I awoke the next morning at the first gray light of dawn and slipped out while Betty still slept. I was now as eager to find some sign of human nearness as the morning before I had been eager to assure myself of the isolation of our hiding-place. A sight of the yacht, of any one, of Brack even, would have been a relief from the growing sensation that we had been left completely alone.
I went down to the bay and followed its indentations for more than a mile, making no effort at concealment, in another fruitless search for the yacht. I went over the ridge to the cabins and stood in the clearing before them and shouted recklessly. And when the hills had mockingly echoed back my futile shouts, I knew the calmness of resignation to the worst. We were alone, and we must exist, and escape, if escape we could, solely by our own efforts.

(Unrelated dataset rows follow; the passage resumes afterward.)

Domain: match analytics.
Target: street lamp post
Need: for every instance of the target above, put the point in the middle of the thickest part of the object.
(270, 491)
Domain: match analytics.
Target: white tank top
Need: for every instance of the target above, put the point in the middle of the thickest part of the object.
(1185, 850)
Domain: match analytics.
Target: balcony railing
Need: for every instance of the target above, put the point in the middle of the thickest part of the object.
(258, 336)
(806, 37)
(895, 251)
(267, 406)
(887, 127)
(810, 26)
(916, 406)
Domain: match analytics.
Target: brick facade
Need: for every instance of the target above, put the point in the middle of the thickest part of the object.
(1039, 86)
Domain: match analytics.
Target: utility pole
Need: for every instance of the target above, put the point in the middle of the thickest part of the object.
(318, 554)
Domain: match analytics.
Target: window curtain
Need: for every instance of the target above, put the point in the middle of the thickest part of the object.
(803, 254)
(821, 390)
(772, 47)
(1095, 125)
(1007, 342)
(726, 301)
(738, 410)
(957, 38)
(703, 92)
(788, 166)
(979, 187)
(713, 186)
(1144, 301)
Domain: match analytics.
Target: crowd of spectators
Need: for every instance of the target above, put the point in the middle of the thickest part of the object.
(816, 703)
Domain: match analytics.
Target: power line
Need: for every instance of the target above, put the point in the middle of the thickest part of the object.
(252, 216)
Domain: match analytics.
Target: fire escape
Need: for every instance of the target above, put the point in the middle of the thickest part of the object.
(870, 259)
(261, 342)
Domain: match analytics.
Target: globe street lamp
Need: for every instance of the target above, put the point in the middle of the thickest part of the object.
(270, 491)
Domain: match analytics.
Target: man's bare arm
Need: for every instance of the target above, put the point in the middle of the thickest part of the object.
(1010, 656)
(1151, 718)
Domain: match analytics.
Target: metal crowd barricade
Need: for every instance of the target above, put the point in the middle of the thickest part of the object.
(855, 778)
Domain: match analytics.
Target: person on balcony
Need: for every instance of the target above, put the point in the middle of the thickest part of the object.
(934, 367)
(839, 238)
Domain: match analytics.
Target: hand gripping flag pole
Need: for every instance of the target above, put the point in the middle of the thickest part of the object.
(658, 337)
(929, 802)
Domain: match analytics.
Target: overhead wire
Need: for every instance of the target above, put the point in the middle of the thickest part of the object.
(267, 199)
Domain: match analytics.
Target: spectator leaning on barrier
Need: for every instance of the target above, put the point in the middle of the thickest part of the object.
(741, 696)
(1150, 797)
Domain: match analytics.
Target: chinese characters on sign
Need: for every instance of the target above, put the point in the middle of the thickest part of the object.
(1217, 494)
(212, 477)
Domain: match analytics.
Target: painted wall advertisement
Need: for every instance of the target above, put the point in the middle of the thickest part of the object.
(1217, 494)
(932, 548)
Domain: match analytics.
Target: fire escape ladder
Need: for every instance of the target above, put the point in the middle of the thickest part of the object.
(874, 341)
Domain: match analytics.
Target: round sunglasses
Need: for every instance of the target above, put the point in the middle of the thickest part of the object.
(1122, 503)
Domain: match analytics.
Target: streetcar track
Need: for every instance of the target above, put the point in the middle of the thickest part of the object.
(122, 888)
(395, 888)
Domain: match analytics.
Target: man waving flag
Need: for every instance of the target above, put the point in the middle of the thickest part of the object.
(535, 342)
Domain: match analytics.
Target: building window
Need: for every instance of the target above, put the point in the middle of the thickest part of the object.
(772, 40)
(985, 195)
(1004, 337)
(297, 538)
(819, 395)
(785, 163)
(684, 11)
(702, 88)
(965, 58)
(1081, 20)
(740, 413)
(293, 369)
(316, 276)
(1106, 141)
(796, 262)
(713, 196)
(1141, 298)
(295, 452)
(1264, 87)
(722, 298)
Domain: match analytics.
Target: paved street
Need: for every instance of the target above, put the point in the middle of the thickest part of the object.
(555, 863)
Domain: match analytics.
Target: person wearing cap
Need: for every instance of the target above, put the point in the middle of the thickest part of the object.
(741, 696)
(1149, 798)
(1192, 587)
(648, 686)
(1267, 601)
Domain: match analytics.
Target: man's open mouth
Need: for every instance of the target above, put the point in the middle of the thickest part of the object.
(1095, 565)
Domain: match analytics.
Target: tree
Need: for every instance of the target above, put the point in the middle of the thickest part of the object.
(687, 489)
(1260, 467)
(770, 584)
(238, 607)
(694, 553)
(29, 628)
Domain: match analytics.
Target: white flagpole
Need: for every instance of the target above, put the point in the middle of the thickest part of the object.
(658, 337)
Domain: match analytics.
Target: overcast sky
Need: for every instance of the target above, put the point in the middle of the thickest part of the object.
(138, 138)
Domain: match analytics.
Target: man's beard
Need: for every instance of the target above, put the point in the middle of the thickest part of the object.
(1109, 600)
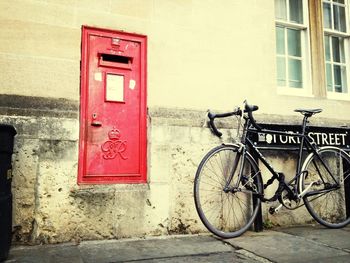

I gathered a pocketful of stones and half a dozen clubs and went back to our spring to hunt for grouse. My good fortune of the day before was not to be repeated. Birds in plenty there were. They flushed from beneath my feet, flew past my head, and sat in rows on branches and looked down upon me. I found, however, that it is one thing to hurl a club into a covey huddled under a bush, and quite another to knock a bird out of a tree, and in desperation I finally used the pistol to bring down the single bird which I thought was to comprise our breakfast that morning.
In the primitive morning stillness the noise of the shot was like a crack of lightning, splitting the silence and echoing through the hills. But by this time I was convinced that we were alone there in Kalmut Valley, and that no one was near enough to hear the report.
As I reentered the cave Betty sprang up, asking:
“Well? Who and what did you see at the cabins last night?”